The Paola Historical Cemetery, also known as the Banana Lake Cemetery or Paola Church Yard Cemetery, is an unassuming lot recently cleared of underbrush in hopes of being finally developed. It is estimated that around 60 graves were once buried here, although only the remains of 10 markers can be found today.
The remaining 10 headstones were relocated to the southeast corner of the property in the 1990s by James Froelich when he previously attempted to spur development. The bodies were not moved, so they still are in the original locations on the lot and disgracefully displaced from their grave markers.
During the 1990s, a white picket fence was put around the relocated markers, but that fence is now gone. Many of the original graves were wooden cross markers that have since vanished. Other stone markers have been stolen or vandalized over the years.
Local legend states that several graves were paved over when the H.E. Thomas Parkway was widened decades ago. Old residents recalled seeing grave markers laying on the side of the road at that time.
The oldest known burial at the location was in 1855, though local legend says it was used earlier. The newest marked grave is from 1922, but it was likely used for at least two decades more. Newspaper reports announce burials there into the 1940s. It is estimated to be one of the earliest non-aboriginal burial grounds in Central Florida.
Paola Presbyterian Church once existed on the front of this 2-acre parcel. It was conditionally deeded by the Wieser family for use as a church and burial ground for the predominantly Swedish community of Paola.
The church building was erected there in 1879. It was a nondescript rectangular wooden building painted white with a small steeple. The church’s first pastor was Rev. Keigwin, who served from 1879-1884. Its last was Rev. J.S. Clark, who served from 1919 until 1927, when the church was disbanded.

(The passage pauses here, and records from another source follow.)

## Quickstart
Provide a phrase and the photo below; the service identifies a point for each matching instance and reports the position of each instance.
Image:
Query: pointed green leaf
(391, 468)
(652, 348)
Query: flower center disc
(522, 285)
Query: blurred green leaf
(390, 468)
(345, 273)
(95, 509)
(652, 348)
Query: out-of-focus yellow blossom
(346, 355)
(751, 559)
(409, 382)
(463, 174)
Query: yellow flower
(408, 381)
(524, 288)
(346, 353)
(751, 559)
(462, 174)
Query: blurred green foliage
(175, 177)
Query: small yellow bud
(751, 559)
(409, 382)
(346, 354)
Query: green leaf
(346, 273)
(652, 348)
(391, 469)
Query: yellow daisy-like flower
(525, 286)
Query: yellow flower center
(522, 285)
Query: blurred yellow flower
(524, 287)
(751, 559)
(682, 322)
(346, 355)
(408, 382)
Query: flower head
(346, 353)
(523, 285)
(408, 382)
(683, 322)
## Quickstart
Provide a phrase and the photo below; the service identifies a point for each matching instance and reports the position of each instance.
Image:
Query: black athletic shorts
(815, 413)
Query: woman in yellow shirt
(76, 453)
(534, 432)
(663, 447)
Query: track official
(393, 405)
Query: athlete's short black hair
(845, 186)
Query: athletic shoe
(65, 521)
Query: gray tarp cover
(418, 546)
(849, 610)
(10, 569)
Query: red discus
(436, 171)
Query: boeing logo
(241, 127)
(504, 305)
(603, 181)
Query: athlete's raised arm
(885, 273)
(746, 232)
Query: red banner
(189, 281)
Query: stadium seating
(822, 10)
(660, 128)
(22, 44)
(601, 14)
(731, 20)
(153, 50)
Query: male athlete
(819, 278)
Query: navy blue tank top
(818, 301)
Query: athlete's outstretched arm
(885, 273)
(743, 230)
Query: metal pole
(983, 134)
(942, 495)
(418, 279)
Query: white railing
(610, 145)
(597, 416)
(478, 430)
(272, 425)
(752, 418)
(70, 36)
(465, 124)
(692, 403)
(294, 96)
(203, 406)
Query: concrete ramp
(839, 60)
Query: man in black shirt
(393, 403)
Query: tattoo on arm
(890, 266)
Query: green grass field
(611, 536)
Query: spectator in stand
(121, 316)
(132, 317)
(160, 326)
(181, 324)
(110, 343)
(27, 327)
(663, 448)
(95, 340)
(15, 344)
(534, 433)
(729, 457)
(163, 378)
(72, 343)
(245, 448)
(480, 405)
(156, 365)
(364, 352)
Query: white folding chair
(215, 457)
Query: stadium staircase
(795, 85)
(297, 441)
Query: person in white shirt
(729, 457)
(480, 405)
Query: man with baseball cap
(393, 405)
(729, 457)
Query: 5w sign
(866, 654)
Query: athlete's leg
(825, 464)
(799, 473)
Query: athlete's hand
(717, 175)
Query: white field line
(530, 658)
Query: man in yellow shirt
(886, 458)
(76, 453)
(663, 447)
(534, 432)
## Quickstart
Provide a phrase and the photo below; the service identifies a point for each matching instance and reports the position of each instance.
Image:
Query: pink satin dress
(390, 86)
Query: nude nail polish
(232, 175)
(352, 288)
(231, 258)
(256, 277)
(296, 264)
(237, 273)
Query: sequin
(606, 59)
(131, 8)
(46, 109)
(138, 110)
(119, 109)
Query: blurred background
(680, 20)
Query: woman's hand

The building was destroyed by fire in 1929, with it all church records, except the Bible on the altar, saved by some hero.
The legible markers include the Buchanan, Doggart, Dorigo, Gullen, Munson, Patton, and Tenney families. The gravestones have death dates from 1877 to 1922.
The property appraiser’s website shows that the majority of the old churchyard is owned by Robert Horian. It was previously owned by James Froelich. There have been attempts to develop it dating back to the 1990s but were always met with resident protests or otherwise failed.
For a time, Froelich attempted to get the county to buy it from him to make it into a park, but that hasn’t happened. There is a section on the east side that is identified as being owned by the Seminole County Board of County Commissioners, but it doesn’t appear this includes where the extant gravestones are located.
This is a valuable piece of property on the southeast corner of 46A (HE Thomas Parkway) and Banana Lake Road. The threat of developing this historic site will not likely stop.